Niko tak percaya begitu saja. Luka yang ada di pipi Razavi bukan seperti luka jatuh. Terlebih lagi luka itu sedikit membengkak sekaligus merah kebiruan. Ditatap sedemikian lekat oleh Niko di sekitar luka, membuat Razavi merasa risi.
"Itu kayak luka tonjok," sahut Robi yang juga ikut memperhatikan.
"Udah enggak usah dipermasalahkan soal luka gue. Lagian ini beneran luka jatoh, kok."
Razavi tidak ingin salah satu dari anak-anak kelas mengetahui bagaimana kondisi keluarganya. Mereka hanya tahu bahwa Razavi merupakan anak orang kaya dan si kutu buku. Selebihnya biarkan ia sendiri yang merahasiakan.
"Oh ya, anak kelas sebelah ngajak tanding futsal hari Sabtu. Lo bisa gabung, Za?"
Niko mengutarakan pertanyaannya. Mengalihkan topik pembicaraan guna mencairkan suasana yang tak nyaman. Lagi pula, Niko tidak ingin tahu lebih ataupun ikut campur dengan masalah Razavi. Ia hanya bertanya dan khawatir terhadap teman sekelasnya.
"Ketua kelas, dipanggil bu Donna ke kantor!"
Niko menoleh ke arah pintu sembari mengacungkan jempolnya. Lalu beranjak dari duduk meninggalkan tempat Razavi setelah berpamitan. Sementara Razavi, ia masih menimang ajakan Niko tentang tanding futsal tersebut. Kalau ia meminta izin pada sang papa, kemungkinan tidak akan diizinkan. Akan tetapi, kalau nekat bisa bahaya juga.
"Kayaknya gue enggak bisa gabung, deh. Gue gabung pas lomba tahunan antar kelas aja, bentar lagi, 'kan?"
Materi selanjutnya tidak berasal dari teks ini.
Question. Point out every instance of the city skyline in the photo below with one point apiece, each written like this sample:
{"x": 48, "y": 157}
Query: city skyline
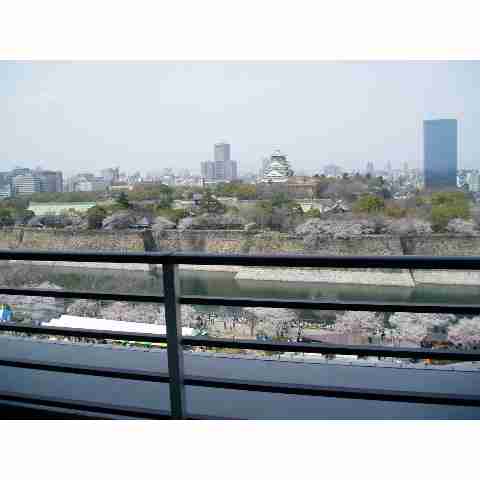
{"x": 148, "y": 116}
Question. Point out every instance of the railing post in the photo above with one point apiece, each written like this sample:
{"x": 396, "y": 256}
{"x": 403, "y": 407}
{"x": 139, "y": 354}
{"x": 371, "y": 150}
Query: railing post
{"x": 173, "y": 320}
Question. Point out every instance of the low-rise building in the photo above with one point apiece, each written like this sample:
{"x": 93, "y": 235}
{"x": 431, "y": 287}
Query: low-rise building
{"x": 57, "y": 208}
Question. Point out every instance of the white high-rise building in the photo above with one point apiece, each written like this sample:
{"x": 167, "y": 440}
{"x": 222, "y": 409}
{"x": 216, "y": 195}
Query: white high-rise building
{"x": 27, "y": 184}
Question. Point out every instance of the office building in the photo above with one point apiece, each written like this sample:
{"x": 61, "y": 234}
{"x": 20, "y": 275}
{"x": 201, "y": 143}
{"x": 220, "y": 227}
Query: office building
{"x": 208, "y": 170}
{"x": 440, "y": 154}
{"x": 473, "y": 181}
{"x": 26, "y": 184}
{"x": 111, "y": 175}
{"x": 50, "y": 181}
{"x": 222, "y": 168}
{"x": 370, "y": 170}
{"x": 5, "y": 190}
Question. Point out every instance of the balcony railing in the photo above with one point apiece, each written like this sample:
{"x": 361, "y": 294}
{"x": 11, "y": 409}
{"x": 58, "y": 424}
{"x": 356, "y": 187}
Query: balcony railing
{"x": 172, "y": 299}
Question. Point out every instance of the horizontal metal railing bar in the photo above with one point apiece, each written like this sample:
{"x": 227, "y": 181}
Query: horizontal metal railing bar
{"x": 107, "y": 411}
{"x": 105, "y": 372}
{"x": 280, "y": 260}
{"x": 83, "y": 333}
{"x": 78, "y": 294}
{"x": 318, "y": 261}
{"x": 362, "y": 350}
{"x": 430, "y": 398}
{"x": 320, "y": 304}
{"x": 328, "y": 304}
{"x": 23, "y": 410}
{"x": 93, "y": 407}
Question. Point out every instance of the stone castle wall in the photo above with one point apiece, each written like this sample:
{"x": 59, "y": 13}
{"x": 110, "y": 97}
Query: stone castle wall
{"x": 240, "y": 241}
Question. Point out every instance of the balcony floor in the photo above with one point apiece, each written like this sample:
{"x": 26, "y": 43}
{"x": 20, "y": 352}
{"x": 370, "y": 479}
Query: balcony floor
{"x": 228, "y": 403}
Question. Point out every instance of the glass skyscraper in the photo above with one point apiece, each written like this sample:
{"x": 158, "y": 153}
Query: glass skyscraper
{"x": 440, "y": 157}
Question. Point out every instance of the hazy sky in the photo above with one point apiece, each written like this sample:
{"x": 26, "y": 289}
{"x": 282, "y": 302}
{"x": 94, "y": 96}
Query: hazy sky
{"x": 79, "y": 116}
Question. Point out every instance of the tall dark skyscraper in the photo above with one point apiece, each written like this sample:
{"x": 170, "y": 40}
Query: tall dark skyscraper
{"x": 222, "y": 152}
{"x": 222, "y": 168}
{"x": 440, "y": 153}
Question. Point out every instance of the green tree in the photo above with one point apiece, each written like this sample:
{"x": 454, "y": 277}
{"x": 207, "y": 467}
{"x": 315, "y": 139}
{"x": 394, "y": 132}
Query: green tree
{"x": 209, "y": 204}
{"x": 122, "y": 200}
{"x": 369, "y": 204}
{"x": 6, "y": 217}
{"x": 446, "y": 206}
{"x": 95, "y": 217}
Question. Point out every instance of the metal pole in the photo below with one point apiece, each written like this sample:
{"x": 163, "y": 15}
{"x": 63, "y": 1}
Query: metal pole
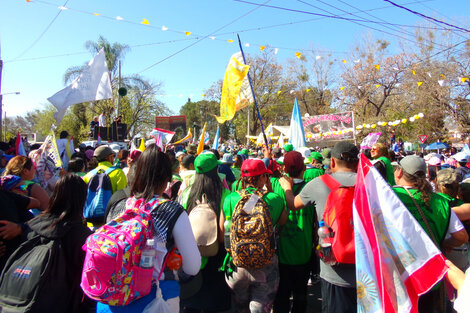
{"x": 119, "y": 86}
{"x": 248, "y": 127}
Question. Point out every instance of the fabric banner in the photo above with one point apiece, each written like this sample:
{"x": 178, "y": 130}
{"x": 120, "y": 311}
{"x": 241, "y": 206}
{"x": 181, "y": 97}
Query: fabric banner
{"x": 92, "y": 84}
{"x": 370, "y": 140}
{"x": 396, "y": 261}
{"x": 164, "y": 135}
{"x": 296, "y": 131}
{"x": 335, "y": 126}
{"x": 236, "y": 91}
{"x": 19, "y": 146}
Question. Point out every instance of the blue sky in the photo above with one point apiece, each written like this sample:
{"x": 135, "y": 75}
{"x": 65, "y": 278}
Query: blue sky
{"x": 34, "y": 65}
Robi dan Fadli mengangguk. Sebelumnya, Robi sudah menduga akan ada penolakan dari Razavi. Entah mengapa ia begitu penasaran dengan kehidupan Razavi. Sedari kelas X sampai XII, laki-laki itu selalu menyendiri bahkan bisa dikatakan nyaman dengan kesendirian. Membuat Robi merasa kalau Razavi itu memiliki rahasia yang tidak ingin orang lain tahu.
"Muka lo lumayan pucet, Za. Mending lo ke UKS sana. Gue takut lo pingsan pas praktikum di lab nanti," ucap Robi mengutarakan niat baiknya.